To further characterize the nature of the inhibitory effect of tylvalosin on proinflammatory mediators production, ROS production, PLA2 activity and PLA2s (cPLA2-IVA, p-cPLA2-IVA and sPLA2-IVE) expression, as well as LPS and PRRS-induced lung injury, we examined the effects of tylvalosin on the activation of the NF-κB signaling pathways. The NF-κB pathway has been considered to play a pivotal role in the pathogenesis of LPS-induced ALI and PRRSV as discussed above. The heterodimers of NF-κB components, which are mostly p50/p65, are normally retained in the cytoplasm in an inactive form through being associated with an inhibitor of κB (IκB) protein [23], [37]. A wide variety of stimuli can cause the phosphorylation of IκB, a process that is followed by the protein's ubiquitination and subsequent degradation.
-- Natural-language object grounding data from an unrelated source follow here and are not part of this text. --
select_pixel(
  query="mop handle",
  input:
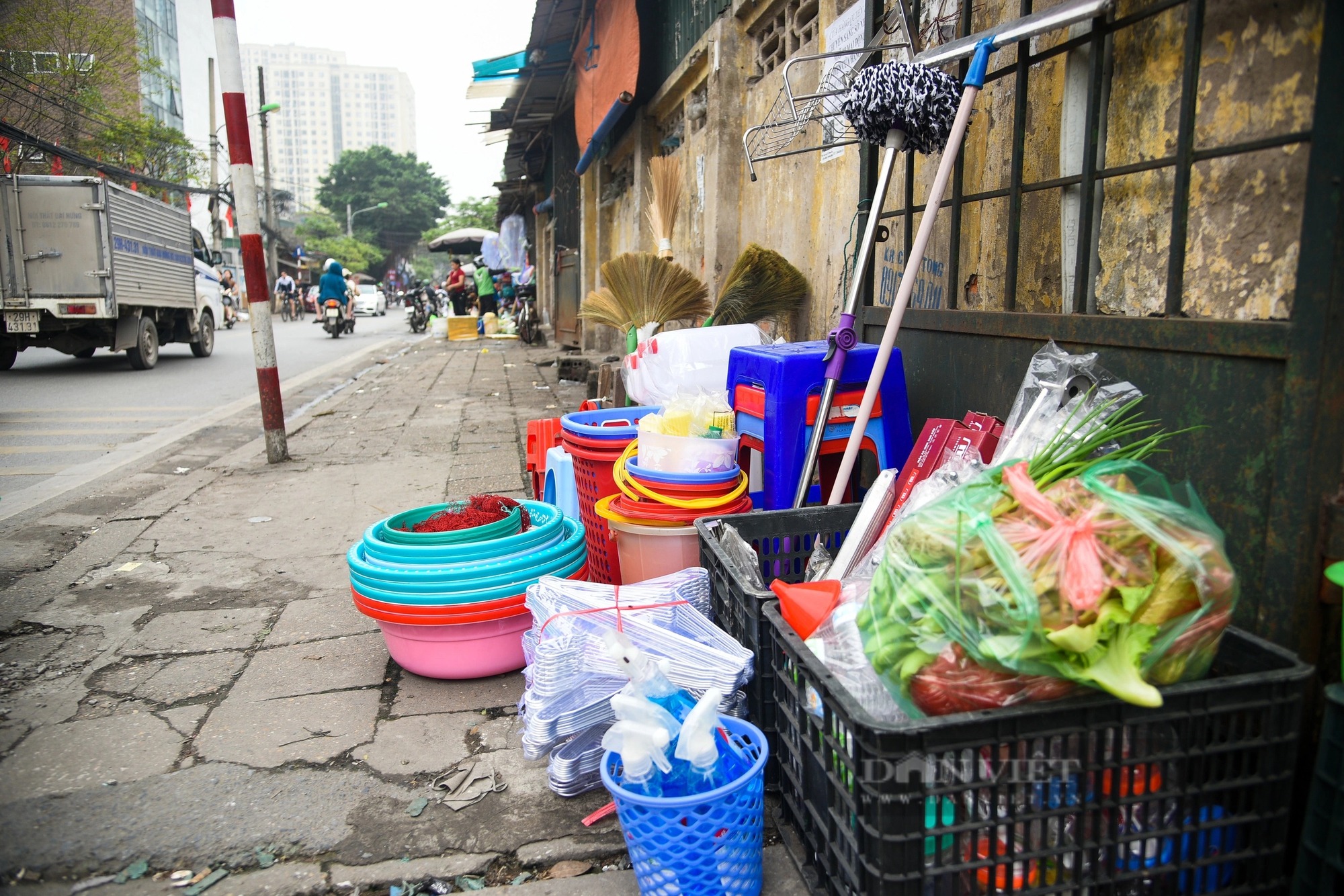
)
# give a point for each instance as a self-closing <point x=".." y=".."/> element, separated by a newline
<point x="843" y="338"/>
<point x="913" y="264"/>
The phosphorylation induced degradation of the IκB inhibitor enables the NF-κB dimers to enter the nucleus and activate specific target gene expression [23], [37]. In this study, we observed the inhibitory effects of tylvalosin on the LPS-induced NF-κB activation shown as western blot and immunohistochemical results (Fig. 10, Fig. 11). It is reported that LPS stimulates production of reactive oxygen, elevation of PLA2s enzyme activity and activation of redox-sensitive signaling cascades including NF-κB, and then triggers elevated expression of pro-inflammatory mediators leading to acute lung injury. Our results suggested that tylvalosin reduced LPS-induced inflammation probably via inactivation of ROS and blunting the redox-sensitive inflammatory signaling NF-κB. Since NF-κB pathway plays a central role in PRRSV pathogenesis, the underlying protective mechanisms of tylvalosin in piglet is presumably the case.
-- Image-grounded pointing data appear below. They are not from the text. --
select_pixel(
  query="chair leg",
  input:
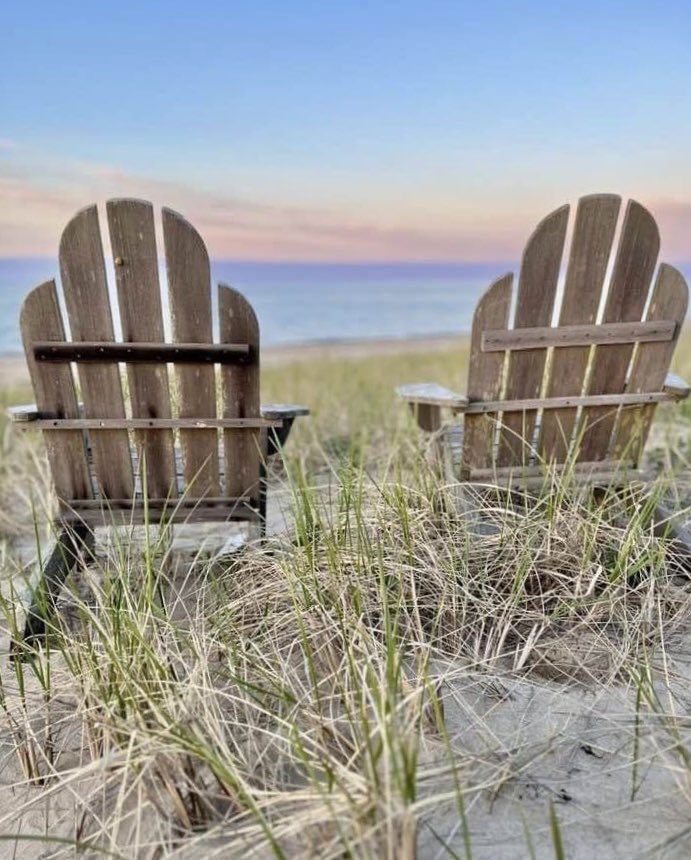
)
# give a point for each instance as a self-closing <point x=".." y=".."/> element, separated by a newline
<point x="71" y="542"/>
<point x="262" y="501"/>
In conclusion, the present study for the first time showed that tylvalosin played potent anti-inflammation and antioxidant roles in LPS, PRRSV-induced cells and animals models, which may be due to inhibition of the activation of NF-κB pathway. Tylvalosin attenuated LPS-induced inflammation and lung injury, including reduction of lung W/D ratio, inhibition of protein level, MPO expression and activity, and inflammatory cells aggregation in BALF. Histological examination showed that tylvalosin significantly ameliorated tissues injury with improved lung and liver morphology. Tylvalosin treatment reduced the production of proinflammatory mediators induced by LPS, the production of ROS induced by LPS and PRRSV, and the PLA2 enzyme activity. The degree of immunohistochemical staining for the cPLA2-IVA, p-cPLA2-IVA, and sPLA2-IVE was significantly reduced by tylvalosin pretreatment. Our results imply a potential role for PLA2 in the management of ALI. Furthermore, we demonstrated that tylvalosin inhibited NF-κB activation in LPS-induced ALI. In piglet model, administration of tylvalosin reversed the fluctuation of rectal temperatures to normal level, improved growth performance and reduced lung scores, which might be involved in its antiviral effect as well as the inhibition of NF-κB activation and ROS production. Therefore, tylvalosin may be considered as a potential agent for preventing ALI in the future. Also, further and comprehensive studies are needed before clinical application.